Había algo en Ghost of Tsushima que se rompió con mis primeros minutos de juego. Su estética, su comportamiento; esa capacidad para mimetizar no tanto la historia sino la forma en la que entendemos —y queremos entender— esta misma historia. Ghost of Tsushima, al menos en mi cabeza, destilaba una forma capaz de romper con la hegemonía del videojuego clásico y formulaico para afianzarse en unas raíces narrativas y mecánicas más propias del ideal que plantean sus líneas.
Adopta la postura de la piedra, me decían. El honor del samurai, un concepto muy propio del juego, se encuentra en cómo se enfrentan las batallas. Pero la mítica katana del Clan Sakai no depende tanto del honor de Jin, sino de cuanto hayas invertido en el espadero y el traje que decidas equipar en las batallas. También afecta, por supuesto, el número de puntos que hayas invertido en árboles de habilidades y las bolsas de provisiones que hayas incautado a lo largo de la aventura.

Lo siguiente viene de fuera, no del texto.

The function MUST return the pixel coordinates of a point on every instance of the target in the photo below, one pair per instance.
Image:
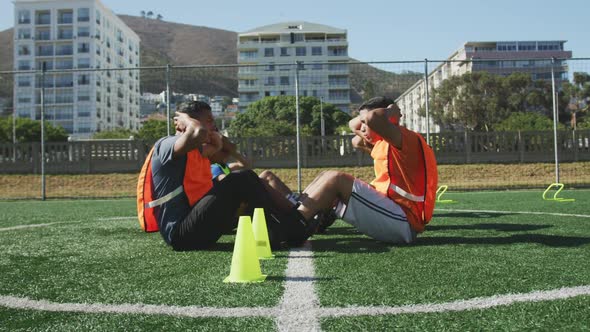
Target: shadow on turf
(497, 227)
(442, 215)
(548, 240)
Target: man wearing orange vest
(191, 213)
(399, 202)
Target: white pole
(555, 119)
(168, 99)
(43, 191)
(297, 125)
(14, 134)
(426, 87)
(322, 126)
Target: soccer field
(488, 261)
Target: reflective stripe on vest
(165, 198)
(406, 194)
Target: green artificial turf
(29, 320)
(560, 315)
(461, 254)
(95, 252)
(114, 261)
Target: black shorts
(216, 212)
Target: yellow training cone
(261, 235)
(245, 266)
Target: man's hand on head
(212, 144)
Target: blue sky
(380, 30)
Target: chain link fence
(464, 108)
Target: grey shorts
(375, 215)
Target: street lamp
(322, 127)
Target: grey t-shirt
(167, 175)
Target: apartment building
(67, 37)
(271, 55)
(498, 57)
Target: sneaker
(325, 220)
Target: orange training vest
(196, 183)
(408, 176)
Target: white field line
(62, 222)
(5, 229)
(462, 305)
(519, 212)
(140, 309)
(196, 311)
(299, 306)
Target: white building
(501, 58)
(272, 52)
(66, 36)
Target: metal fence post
(555, 119)
(426, 87)
(467, 147)
(575, 145)
(297, 125)
(520, 146)
(44, 69)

Y el honor del samurai volvió a perderse entre estadísticas y puntos en el mapa.
Una dicotomía de mecánicas y leyes
Eso que se rompe en Ghost of Tsushima es la elegancia de la que el título intenta hacer apología de forma casi constante. Es la dicotomía entre ser lo que Sucker Punch quiere que sea y lo que el medio, quiero pensar, le obliga a ser. La dicotomía entre imitar los compases de Akira Kurosawa en los que se inspira y desterrarnos a un menú repleto de botones donde ser samurai se basa en activar nuevas y más definitivas habilidades. En el hecho de rezar ante santuarios para conseguir nuevas ranuras de objetos y convertir el haiku en algo secundario, pensado para ofrecer piezas estéticas. En la lucha constante entre su narrativa mecánica y el hecho de ser una muestra aesthetic de lo que puede lograr PlayStation 5.

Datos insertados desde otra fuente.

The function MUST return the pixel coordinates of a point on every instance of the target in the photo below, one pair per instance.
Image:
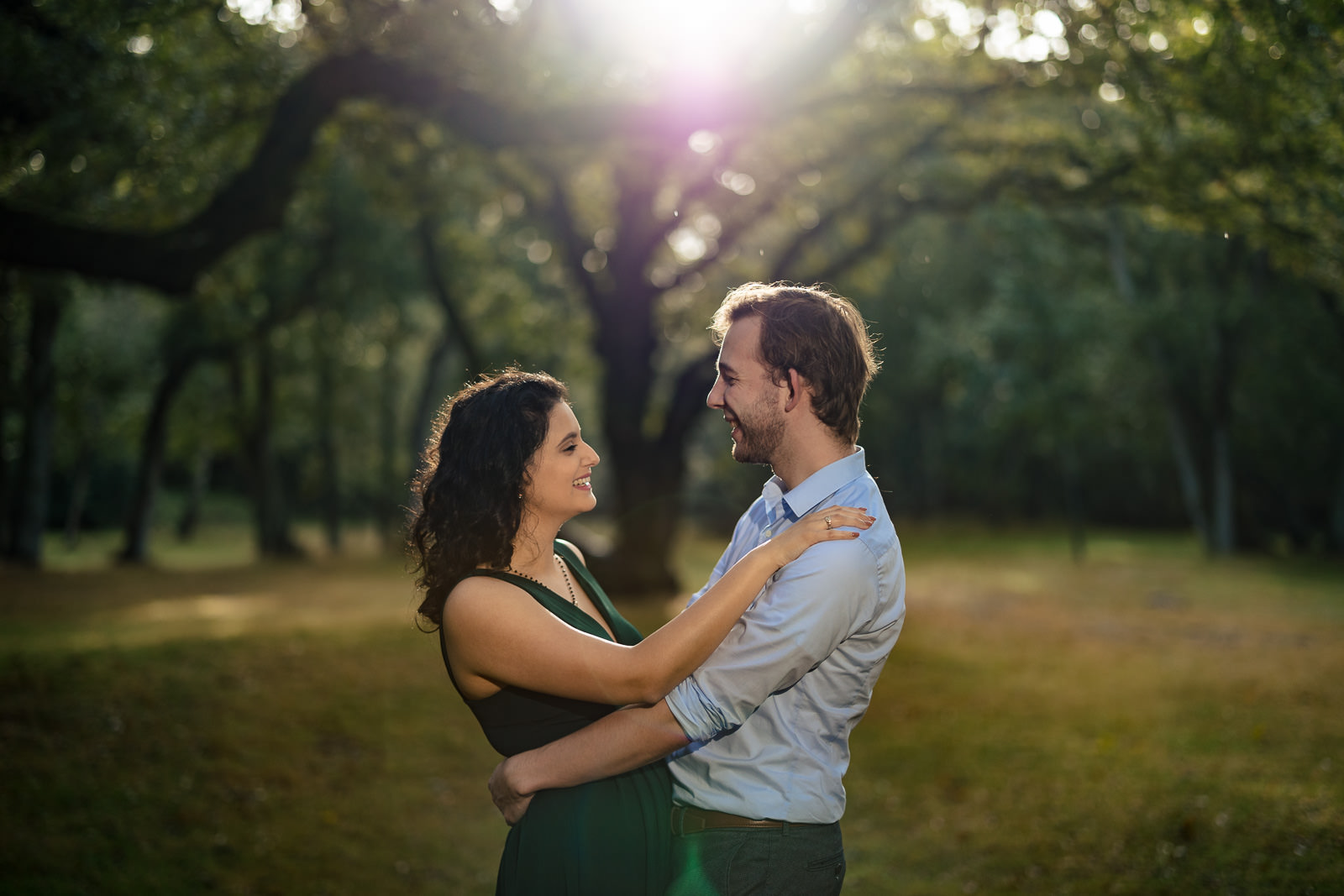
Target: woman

Y digo que es una dicotomía porque, pese a los constantes obstáculos que encuentro en la historia de Jin, también me quedo parado, mirando fijamente la pantalla y repitiendo la escena mentalmente, en los segundos previos a un duelo — uno de los estandartes del juego y donde, realmente, consigue exprimir su idea. Porque entre visitas a la herrería y recolecciones de bambú me siento a escuchar un músico relatar una antigua leyenda o paro a salvar a un anciana en apuros que relata la historia de un grupo de supervivientes que preparan un ataque, a la desesperada, contra el ejército invasor de la isla. Y me lo creo.
Porque bajo sus complementos, Ghost of Tsushima brilla por mostrar una parte de lo que realmente sueña con ser. Tu historia —la historia de Jin— crece con el tiempo y no solo con tu habilidad. No subes de niveles, sino que es tu notoriedad, la forma en la que te conviertes en "el fantasma" la que se traduce en cambios mecánicos. La forma en la que el pueblo se dirige, no solo a su protagonista, sino también a sus compañeros y enemigos. Un juego de percepciones bien encajado que da con un acting logrado, siempre acompasado por una puesta en escena, bien por su banda sonora, bien por su imaginario, que capta la esencia de un Japón imaginario pero efectivo.
Hay una diferencia abismal entre los inicios de Ghost of Tsushima y los pasos intermedios. El viaje entre ambos puntos es, por desgracia, de manual, pero no quita que sea una transformación genuina. Azotado por sus miedos y anclado a lo estrictamente funcional, Tsushima peca, a mi parecer, de ocultar sus principales fortalezas en los elementos que definen el triple a por naturaleza. Y, sin embargo, su uso de la oralidad y su constante esfuerzo por resultar una versión aesthetic japonesa del mundo abierto y las aventuras clónicas acaba por despertar en él un brillo propio. Uno que, quizás, acabe limitado a pequeños momentos. A sus historietas, sus duelos, sus paseos por praderas a la luz del atardecer. Pero momentos, al fin y al cabo.